Lo más difícil de vivir cuando me encontraba otra vez en casa era la soledad, porque para tener un diálogo tenía que crearme una personalidad que no tenía; mi verdadero rostro lo escondí siempre, lo aplasté y no supe nunca quién soy, siempre era algún otro. Cuando mi madre me habló de la Comunidad le dije: “No creo que me ayude”, y ella me respondió: “Mira que ahí te quieren”, y estas palabras me quedaron grabadas. Después agregó: “Necesitas construir lo que te falta”, en aquel momento se abrió una puerta en mí y comencé a reflexionar. Mi madre era la única persona en la que podía confiar de verdad, también cuando estaba mal, cuando tenía algún problema, escapaba y volvía a ella.

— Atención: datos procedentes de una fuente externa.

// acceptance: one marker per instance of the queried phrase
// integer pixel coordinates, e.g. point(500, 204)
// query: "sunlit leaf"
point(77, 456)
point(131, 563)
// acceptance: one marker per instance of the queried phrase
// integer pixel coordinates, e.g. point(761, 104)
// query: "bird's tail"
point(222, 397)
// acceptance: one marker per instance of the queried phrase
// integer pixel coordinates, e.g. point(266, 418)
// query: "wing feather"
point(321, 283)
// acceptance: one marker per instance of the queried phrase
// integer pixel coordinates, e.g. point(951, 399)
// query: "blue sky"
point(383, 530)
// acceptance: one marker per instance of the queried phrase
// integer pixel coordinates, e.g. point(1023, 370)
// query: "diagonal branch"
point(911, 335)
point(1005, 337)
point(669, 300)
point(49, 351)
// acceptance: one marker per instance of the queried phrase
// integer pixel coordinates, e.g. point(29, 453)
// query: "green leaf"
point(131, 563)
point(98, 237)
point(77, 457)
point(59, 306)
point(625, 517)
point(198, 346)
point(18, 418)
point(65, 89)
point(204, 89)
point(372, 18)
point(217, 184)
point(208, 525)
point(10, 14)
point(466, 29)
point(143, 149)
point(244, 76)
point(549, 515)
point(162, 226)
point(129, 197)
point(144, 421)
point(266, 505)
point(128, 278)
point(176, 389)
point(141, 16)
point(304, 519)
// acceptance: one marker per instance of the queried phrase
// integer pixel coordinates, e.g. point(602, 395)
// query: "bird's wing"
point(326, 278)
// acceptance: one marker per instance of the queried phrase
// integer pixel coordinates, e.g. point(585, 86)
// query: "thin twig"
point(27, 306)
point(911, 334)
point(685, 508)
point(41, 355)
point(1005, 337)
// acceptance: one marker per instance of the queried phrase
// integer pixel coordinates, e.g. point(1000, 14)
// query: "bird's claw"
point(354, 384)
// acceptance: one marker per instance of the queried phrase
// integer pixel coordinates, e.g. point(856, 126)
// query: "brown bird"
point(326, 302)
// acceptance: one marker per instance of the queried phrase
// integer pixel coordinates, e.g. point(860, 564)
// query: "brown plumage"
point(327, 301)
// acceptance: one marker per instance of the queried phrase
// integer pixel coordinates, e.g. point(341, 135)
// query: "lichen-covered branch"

Así me abrí con ella y entró un poco de luz, y llegué a venir a la Comunidad para ver si valía la pena. Haciendo las “jornadas de prueba” conocí un chico que había vivido la misma experiencia, que me podía entender. Estaba en Comunidad desde hace dos años, y dentro de mí me preguntaba: “¿Pero éste fue un drogadicto? ¿Pero por qué trabaja conmigo, por qué es tan bueno?” Me contaba de él y de su experiencia: me di cuenta que se esforzaba, que era una persona verdadera, que hacía un intento serio por cambiar, y finalmente tuve en la verdad uno de los diálogos más lindos de mi vida!
Me fui feliz, no me costó para nada ese día, y entonces decidí entrar en la Comunidad para dejarme ayudar. Aquí me sentí acogido, percibí que finalmente no debía tener más miedo de lo que era, porque conocí personas libres y capaces de mostrarme también ellas su pobreza. Poco a poco comencé a realzarme, a confiarme de nuevo en los demás y llegó después el momento donde tuve que hacer una opción decisiva para mi vida: elegir el bien hasta el final o “explotar” la Comunidad por algunos meses para recuperarme, y después volver a salir con una vida que no sabía a dónde me habría llevado. Por suerte elegí bien, porque si me hubiese ido no hubiese podido recoger todos los frutos que hoy siento vivos dentro de mí.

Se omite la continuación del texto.